Developing metabolomics for a systems biology approach to understand Parkinson's disease

Neurodegenerative diseases, including Parkinson’s disease (PD), are increasing in prevalence due to the aging population. Despite extensive study, these diseases are still not fully understood and the lack of personalised treatment options that can target the cause of the diseases, rather than the symptoms, has led to a greater demand for improved disease understanding, therapies and diagnostic procedures.

Author
C.C.W. Willacey
Date
08 September 2021
Links
Thesis in Leiden Repository

Neurodegenerative diseases, including Parkinson’s disease (PD), are increasing in prevalence due to the aging population.
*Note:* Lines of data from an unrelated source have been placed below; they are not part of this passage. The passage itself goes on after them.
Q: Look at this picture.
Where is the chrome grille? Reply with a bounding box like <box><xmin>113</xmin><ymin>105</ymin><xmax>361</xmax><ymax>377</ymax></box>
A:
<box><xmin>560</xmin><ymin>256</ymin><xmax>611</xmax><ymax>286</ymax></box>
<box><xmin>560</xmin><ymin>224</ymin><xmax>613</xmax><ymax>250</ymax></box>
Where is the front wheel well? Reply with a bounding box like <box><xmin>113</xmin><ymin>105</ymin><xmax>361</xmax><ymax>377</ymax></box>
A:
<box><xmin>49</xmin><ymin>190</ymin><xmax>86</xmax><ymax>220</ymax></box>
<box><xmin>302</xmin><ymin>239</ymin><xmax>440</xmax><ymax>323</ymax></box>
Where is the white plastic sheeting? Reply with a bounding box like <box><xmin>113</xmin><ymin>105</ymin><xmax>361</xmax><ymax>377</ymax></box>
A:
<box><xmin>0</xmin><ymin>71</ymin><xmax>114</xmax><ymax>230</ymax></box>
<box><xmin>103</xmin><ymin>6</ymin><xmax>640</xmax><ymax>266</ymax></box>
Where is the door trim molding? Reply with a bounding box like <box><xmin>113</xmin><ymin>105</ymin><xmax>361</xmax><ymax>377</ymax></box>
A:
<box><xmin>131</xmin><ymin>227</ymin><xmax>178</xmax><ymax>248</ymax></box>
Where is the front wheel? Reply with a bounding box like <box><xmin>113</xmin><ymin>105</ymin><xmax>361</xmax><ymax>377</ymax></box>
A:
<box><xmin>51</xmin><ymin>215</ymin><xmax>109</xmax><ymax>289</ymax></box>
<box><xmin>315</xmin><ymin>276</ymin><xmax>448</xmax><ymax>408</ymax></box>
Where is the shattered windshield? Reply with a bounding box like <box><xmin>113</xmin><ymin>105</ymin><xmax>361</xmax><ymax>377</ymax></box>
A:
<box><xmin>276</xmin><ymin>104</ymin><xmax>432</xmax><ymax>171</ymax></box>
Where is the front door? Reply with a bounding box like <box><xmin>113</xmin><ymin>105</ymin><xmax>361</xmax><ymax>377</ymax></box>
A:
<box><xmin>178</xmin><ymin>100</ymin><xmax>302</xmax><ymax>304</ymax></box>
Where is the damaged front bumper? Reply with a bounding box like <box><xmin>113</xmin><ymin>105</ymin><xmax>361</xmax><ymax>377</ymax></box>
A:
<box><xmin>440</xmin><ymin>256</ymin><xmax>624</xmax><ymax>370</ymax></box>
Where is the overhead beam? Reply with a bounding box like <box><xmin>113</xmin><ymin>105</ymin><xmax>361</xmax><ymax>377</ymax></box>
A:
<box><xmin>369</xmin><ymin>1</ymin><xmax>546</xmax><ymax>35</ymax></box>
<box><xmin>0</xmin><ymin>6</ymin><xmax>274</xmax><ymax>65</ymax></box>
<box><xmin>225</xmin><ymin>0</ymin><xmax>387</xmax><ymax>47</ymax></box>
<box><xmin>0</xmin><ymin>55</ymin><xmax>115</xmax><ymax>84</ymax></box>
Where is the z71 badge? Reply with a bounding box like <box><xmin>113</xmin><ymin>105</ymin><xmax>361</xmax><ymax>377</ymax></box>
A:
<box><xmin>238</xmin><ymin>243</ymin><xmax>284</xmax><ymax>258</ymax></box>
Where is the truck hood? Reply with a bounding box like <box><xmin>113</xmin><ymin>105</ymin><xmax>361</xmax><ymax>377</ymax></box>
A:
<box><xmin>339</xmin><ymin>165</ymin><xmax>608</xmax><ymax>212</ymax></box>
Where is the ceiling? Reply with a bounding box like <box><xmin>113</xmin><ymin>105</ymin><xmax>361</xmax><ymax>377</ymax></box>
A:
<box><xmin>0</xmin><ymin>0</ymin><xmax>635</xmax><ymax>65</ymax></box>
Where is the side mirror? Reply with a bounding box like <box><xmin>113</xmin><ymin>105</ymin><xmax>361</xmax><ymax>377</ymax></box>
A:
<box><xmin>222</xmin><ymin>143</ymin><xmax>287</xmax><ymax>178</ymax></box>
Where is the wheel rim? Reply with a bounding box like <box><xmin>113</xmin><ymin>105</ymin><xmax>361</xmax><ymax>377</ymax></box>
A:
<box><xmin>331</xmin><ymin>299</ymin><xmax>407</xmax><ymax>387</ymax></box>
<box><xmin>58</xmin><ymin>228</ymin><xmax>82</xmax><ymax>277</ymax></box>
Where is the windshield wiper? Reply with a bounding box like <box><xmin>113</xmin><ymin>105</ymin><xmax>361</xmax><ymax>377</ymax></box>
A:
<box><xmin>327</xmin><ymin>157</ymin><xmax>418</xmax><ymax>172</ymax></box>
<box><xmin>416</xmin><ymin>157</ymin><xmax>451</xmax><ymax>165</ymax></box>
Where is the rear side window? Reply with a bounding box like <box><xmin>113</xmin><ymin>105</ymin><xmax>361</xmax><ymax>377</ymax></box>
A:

Despite extensive study, these diseases are still not fully understood and the lack of personalised treatment options that can target the cause of the diseases, rather than the symptoms, has led to a greater demand for improved disease understanding, therapies and diagnostic procedures. In this thesis, we use systems biology approaches to construct disease-specific models intended for biomarker discovery, therapeutic treatment strategy identification and drug repurposing in PD. Systems biology is a mathematical field of research that analyses biological systems via construction of a computational model using experimental data. This is achieved by integration of omics data, including genomics, proteomics, transcriptomics and metabolomics. A specific approach used to identify the physico- and biochemical bounds within a biological system is constraint-based modelling, which requires the input of absolute quantitative metabolomics data. To improve our absolute quantitative coverage of the metabolome, we developed and improved new quantitative metabolomics methods using a targeted mass spectrometry workflow to obtain data intended to be integrated into constraint-based metabolic models for the study of PD.